Oireachtas Joint and Select Committees
Thursday, 13 February 2014
Joint Oireachtas Committee on Health and Children
Public Health (Standardised Packaging of Tobacco) Bill 2013: Discussion (Resumed)
12:50 pm
Mr. John Mallon:
Let me continue. I am merely giving members the benefit of my experience and of the hundreds of discussions I have had with smokers. Reference was made earlier to the need to engage with smokers. The problem, as I see it, is that all of the restrictions, bans, penalties and impositions that smokers have endured, including high pricing and so on, do not amount to an engagement with smokers. It is always about talking at rather than to smokers. There is a huge chasm between the official line, as reflected in this committee, and the views of the many smokers I have met throughout the country. A member observed today that it is difficult to be a politician. Perhaps there is a general cynicism about the place but I certainly do not get the impression that smokers feel engaged with by Government. In my view, this lack of engagement is part of the reason that the numbers of smokers are not falling as quickly as members would like.

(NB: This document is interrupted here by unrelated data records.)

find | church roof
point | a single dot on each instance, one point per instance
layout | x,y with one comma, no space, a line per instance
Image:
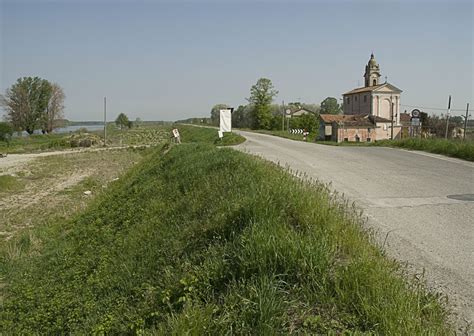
356,120
391,87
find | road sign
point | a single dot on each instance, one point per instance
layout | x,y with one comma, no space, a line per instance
415,121
415,113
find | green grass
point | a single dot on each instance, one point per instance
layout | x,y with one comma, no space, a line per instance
9,183
455,148
208,135
210,241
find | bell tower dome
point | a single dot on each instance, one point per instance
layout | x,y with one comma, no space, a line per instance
372,72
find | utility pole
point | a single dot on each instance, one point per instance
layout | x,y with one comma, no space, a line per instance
105,121
391,117
465,121
447,118
283,116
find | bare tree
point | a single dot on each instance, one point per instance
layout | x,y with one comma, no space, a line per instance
55,109
26,102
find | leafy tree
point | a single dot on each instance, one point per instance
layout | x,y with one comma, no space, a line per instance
26,103
215,113
330,106
122,121
6,132
261,96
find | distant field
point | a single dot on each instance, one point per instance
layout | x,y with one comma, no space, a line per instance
198,240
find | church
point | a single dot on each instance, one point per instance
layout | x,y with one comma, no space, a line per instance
381,100
370,113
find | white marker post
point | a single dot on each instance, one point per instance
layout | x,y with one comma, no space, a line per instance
225,121
176,135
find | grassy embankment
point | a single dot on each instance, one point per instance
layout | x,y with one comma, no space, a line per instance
207,241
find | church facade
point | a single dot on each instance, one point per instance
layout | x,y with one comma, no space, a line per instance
370,113
376,99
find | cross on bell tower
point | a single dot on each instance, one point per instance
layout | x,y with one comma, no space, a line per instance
372,72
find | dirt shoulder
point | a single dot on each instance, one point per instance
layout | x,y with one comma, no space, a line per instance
53,184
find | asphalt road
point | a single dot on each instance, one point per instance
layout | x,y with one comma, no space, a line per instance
409,198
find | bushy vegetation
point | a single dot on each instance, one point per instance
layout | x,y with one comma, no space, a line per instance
208,135
209,241
455,148
39,142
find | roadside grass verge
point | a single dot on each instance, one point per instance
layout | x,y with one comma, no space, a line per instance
9,183
210,241
208,135
455,148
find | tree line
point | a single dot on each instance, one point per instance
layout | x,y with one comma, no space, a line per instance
33,103
260,113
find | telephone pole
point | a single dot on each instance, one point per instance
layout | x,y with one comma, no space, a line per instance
283,116
391,117
105,121
447,118
465,121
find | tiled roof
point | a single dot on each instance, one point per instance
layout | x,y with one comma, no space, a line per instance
329,118
405,117
378,119
365,89
353,120
373,88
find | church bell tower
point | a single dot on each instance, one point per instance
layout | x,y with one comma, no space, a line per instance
372,72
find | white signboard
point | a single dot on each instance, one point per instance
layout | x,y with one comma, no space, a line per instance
225,124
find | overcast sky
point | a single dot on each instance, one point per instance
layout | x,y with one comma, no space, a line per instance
169,60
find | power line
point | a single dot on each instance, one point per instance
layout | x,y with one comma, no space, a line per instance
432,108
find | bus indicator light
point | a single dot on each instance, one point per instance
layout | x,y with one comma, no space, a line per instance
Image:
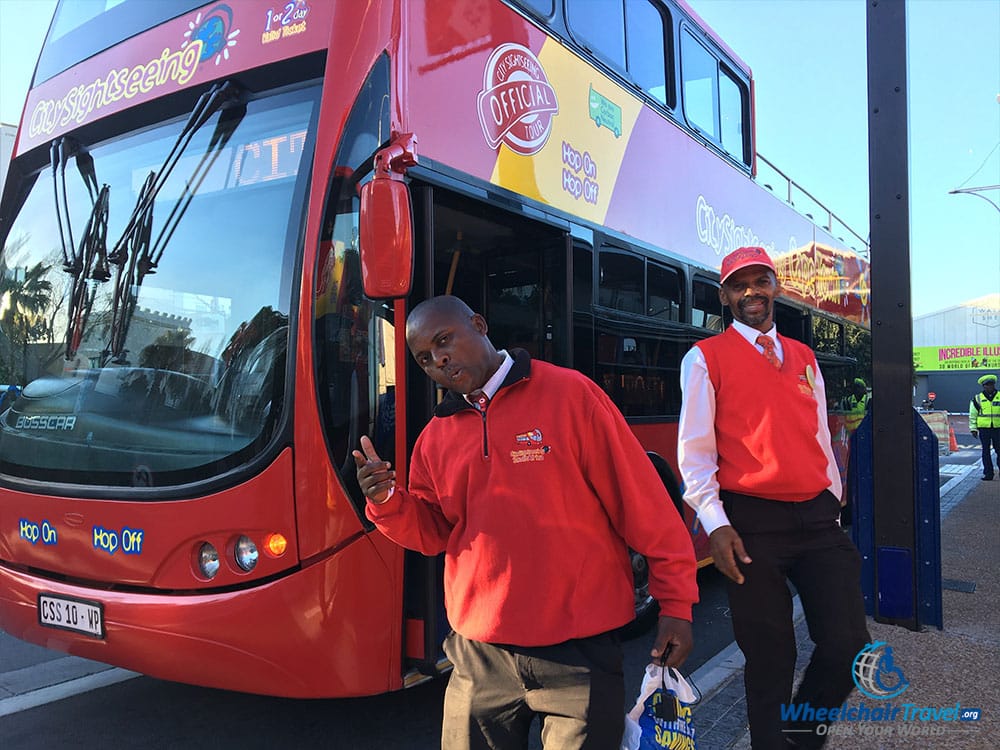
275,544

From a personal perspective, plain packaging makes no difference to me one way or the other. I smoke rolled tobacco, which I keep in a tin. However, this particular proposal is another aspect of the attempt to denormalise smokers, to make an ordinary citizen like me somehow abnormal for doing something which, for all my life, it has been quite normal to do. I had the right to decide to take up smoking and I have the right to quit. I have the freedom to make those decisions, as I do in regard to alcohol and all other lifestyle issues. There is far too much hysteria and drama around this topic. A bit of common sense is required and an emphasis on education for children. As it turned out, the education my wife and I gave our children was sufficient for both of them to decide against drinking and smoking. Moreover, I have seen no evidence, although I probably would not recognise it if I did, that either of them takes drugs. Applying some degree of common sense and intelligence to the discussion, rather than hysteria and name calling, would be far more beneficial. That is the view from the smokers' side.